Moreover, the paper’s "full" prediction model may be almost as accurate when you exclude the tweet share and just rely on traditional variables. Unfortunately, the authors failed to include that insightful model in their paper. Regardless, it appears that tweets can at best help at the margin relative to other more profound predictors that are easily available from existing public election data. In fact, there could be much better predictors than the ones used (e.g., measures of past voting patterns from each district instead of %McCain vote in 2008).  Who knows, with more effective modeling, the contribution of tweets to the vote margin could be rendered negligible even if its inclusion attains the holy grail of “statistical significance.” Keep in mind that “statistical significance” does not always equal “practical relevance”. Is a model that -- on the basis of tweet shares to a candidate -- contributes 1/15th to the vote margin relative to that of partisanship an “unusually good predictor of U.S. House elections”? You be the judge.
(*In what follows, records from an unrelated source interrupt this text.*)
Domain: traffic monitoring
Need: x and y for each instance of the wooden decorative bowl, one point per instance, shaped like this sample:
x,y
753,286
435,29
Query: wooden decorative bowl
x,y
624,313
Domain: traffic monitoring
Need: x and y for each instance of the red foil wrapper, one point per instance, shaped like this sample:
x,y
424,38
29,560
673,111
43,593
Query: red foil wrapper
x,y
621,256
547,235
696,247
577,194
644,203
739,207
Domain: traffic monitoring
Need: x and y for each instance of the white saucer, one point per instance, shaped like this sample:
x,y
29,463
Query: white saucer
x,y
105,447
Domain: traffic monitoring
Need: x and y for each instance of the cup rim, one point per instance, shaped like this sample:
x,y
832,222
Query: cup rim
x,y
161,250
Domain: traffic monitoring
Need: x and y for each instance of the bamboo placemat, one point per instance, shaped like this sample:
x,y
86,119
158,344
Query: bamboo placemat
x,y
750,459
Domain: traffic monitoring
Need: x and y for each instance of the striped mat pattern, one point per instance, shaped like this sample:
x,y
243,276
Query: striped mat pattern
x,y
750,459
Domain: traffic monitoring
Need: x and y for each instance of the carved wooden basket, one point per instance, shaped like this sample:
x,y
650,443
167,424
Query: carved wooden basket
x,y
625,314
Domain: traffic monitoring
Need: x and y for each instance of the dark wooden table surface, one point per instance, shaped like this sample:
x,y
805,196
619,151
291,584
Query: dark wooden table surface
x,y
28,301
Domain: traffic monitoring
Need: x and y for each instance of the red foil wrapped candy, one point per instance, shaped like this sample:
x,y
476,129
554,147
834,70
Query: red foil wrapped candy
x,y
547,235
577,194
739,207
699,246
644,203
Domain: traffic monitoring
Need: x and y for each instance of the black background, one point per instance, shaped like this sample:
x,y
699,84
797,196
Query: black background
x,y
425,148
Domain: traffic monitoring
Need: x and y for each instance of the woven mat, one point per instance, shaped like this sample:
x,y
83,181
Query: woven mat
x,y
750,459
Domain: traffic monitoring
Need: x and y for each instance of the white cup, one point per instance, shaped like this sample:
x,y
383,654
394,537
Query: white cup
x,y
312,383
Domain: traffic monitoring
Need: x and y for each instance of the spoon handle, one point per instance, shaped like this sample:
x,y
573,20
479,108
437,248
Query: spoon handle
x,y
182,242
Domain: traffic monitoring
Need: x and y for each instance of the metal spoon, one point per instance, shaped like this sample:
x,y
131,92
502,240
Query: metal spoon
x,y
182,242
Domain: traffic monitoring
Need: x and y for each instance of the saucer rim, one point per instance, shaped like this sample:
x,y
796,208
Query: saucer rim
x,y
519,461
And then there is the ‘face validity’ issue. Data are only data. Data do not know that they should behave one way for a congressional elections and another way for a presidential primary or even a New York election. If in fact tweet data are an “unusually” good predictor of elections, then Anthony Weiner should be optimistic about his mayoral aspirations given his ‘explosion’ of tweet attention and despite his free fall in the polls. In fact, this study’s finding that the tweet content is inconsequential prompted Salon.com to post the following headline: “Good news for Weiner: All Twitter publicity is good publicity.”

But there is actually much more going on here from a public opinion research perspective. The attempt to use tweets for election prediction illustrates a more general movement to leverage social media data to measure public sentiment. These methods often employ sophisticated statistical modeling to arrive at an estimate or conclusion.
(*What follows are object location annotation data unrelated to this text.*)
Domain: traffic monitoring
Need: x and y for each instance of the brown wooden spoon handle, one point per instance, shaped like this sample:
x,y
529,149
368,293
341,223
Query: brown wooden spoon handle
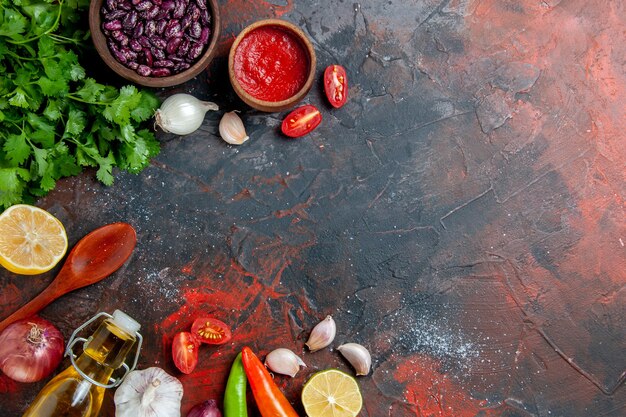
x,y
32,307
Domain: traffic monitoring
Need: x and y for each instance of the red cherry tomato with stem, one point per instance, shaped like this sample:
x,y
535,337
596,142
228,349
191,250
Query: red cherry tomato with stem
x,y
185,352
301,121
211,331
336,85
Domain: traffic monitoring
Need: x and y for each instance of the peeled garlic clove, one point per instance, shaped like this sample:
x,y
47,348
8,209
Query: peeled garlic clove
x,y
322,334
358,357
283,361
232,129
151,392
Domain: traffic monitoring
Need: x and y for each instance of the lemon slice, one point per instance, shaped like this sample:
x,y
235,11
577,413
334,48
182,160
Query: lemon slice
x,y
32,241
332,393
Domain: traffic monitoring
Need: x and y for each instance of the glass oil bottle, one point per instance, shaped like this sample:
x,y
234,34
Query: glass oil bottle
x,y
79,390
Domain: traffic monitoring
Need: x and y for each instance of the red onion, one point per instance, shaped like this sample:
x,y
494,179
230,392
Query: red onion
x,y
30,349
207,408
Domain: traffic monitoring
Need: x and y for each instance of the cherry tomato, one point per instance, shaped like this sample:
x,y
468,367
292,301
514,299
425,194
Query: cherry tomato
x,y
301,121
211,331
336,85
185,352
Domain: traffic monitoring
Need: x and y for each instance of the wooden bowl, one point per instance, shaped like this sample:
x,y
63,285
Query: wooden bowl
x,y
265,105
99,40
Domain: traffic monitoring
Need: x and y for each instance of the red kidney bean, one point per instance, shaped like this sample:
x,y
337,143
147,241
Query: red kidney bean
x,y
181,66
204,36
135,45
119,36
179,9
161,24
112,25
115,14
172,29
195,29
143,5
163,14
185,22
156,37
172,45
168,5
158,42
205,17
130,20
158,53
144,70
193,12
147,57
150,28
161,72
183,48
195,51
117,54
125,5
138,31
128,54
164,63
145,42
151,13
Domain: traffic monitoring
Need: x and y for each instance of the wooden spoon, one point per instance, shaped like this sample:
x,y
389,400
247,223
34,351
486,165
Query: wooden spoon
x,y
95,257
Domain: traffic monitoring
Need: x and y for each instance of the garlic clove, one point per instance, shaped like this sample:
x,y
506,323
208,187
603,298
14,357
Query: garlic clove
x,y
151,392
322,334
358,356
284,361
232,129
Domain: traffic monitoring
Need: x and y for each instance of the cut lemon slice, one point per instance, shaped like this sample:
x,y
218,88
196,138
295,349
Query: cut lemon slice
x,y
32,241
332,393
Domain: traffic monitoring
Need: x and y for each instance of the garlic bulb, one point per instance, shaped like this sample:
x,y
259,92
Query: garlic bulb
x,y
322,334
148,393
232,129
358,357
182,114
283,361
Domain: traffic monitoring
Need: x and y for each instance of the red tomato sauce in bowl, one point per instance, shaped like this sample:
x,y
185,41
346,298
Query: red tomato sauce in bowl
x,y
271,64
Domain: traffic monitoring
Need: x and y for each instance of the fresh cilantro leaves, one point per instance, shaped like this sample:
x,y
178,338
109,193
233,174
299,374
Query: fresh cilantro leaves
x,y
54,119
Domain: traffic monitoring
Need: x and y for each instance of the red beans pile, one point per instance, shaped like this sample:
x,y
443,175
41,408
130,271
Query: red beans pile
x,y
156,38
In the public opinion research industry we refer to these approaches as “nonprobability methods” because of their divergence from typical rigorous probability sampling that underlies the traditional polling industry. Traditional methods have a proven track record and well established statistical theory to back them up.

The new methods – like the approach to incorporate tweets in election predictions – make some big assumptions in order to yield useable results.  That does not mean all such approaches are inherently bad. They are an inevitable part of our future. But new uses of social media represent yet another item in the toolkit of public opinion research rather than a replacement of all others. This is especially true of the “workhorse” probability sample poll whose value goes far beyond just seeing which candidate is ahead in a given day.  And so our Tweetnado fades back into the clouds…  but watch out! The storm clouds are still rumbling.

Robert Santos is President of the American Association for Public Opinion Research and a senior statistician at the Urban Institute, Washington, DC.

NOTE -- The original blog posted was edited on Aug. 19, 2013 at 3:20 pm. The authors of the tweet paper indicated that comparing incumbency and tweet share was not an apples-to-apples comparison due to a scaling factor in their regression equation. The post has been edited to indicate that partisanship contributes a portion of 240,000 votes to the Republican margin in their statistical model, whereas tweet-mentions assigns only a portion of 15,500 votes. Tweet share has 1/15th the impact of partisanship on the prediction.